Please don’t mistake me for a Symantec fanboy. Symantec’s products are totally mediocre and slow down or crash my company’s computers all the time. But what else can I pick for my small business? As a US person I don’t quite like sending my company’s data to foreign AV companies (no discrimination or judging, just that I understand the US laws better than other countries, and in case something goes really bad I have a US company to sue). The top three are Symantec, McAfee, and Microsoft. McAfee is dying after the Intel acquisition.

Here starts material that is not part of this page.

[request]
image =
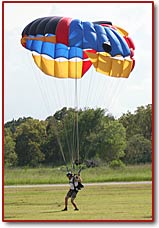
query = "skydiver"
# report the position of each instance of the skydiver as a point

And even MS is recommending users to buy a 3rd party AV when possible.
I use AV to stave off regular malware, not APT attack. I’m not worrying too much about 0days in Symantec either, because newly discovered 0days are very likely being sold for a huge profit on black market and being used to attack all the high profile users like governments and big companies. If a 0day is being actively exploited on a larger scale, it will be discovered and patched within hours; Symantec is bad at discovering holes, but they are usually fast on patching them.
(I’ve been reading OSAlert for decades. Just only recently bothered to register. Have a nice weekend
Think they will predate long term, but at higher layers and surfaces.
Lots of Wars that still no Actor is fighting in unaware Users behalf.
Their infrastructure need strong re-engineering.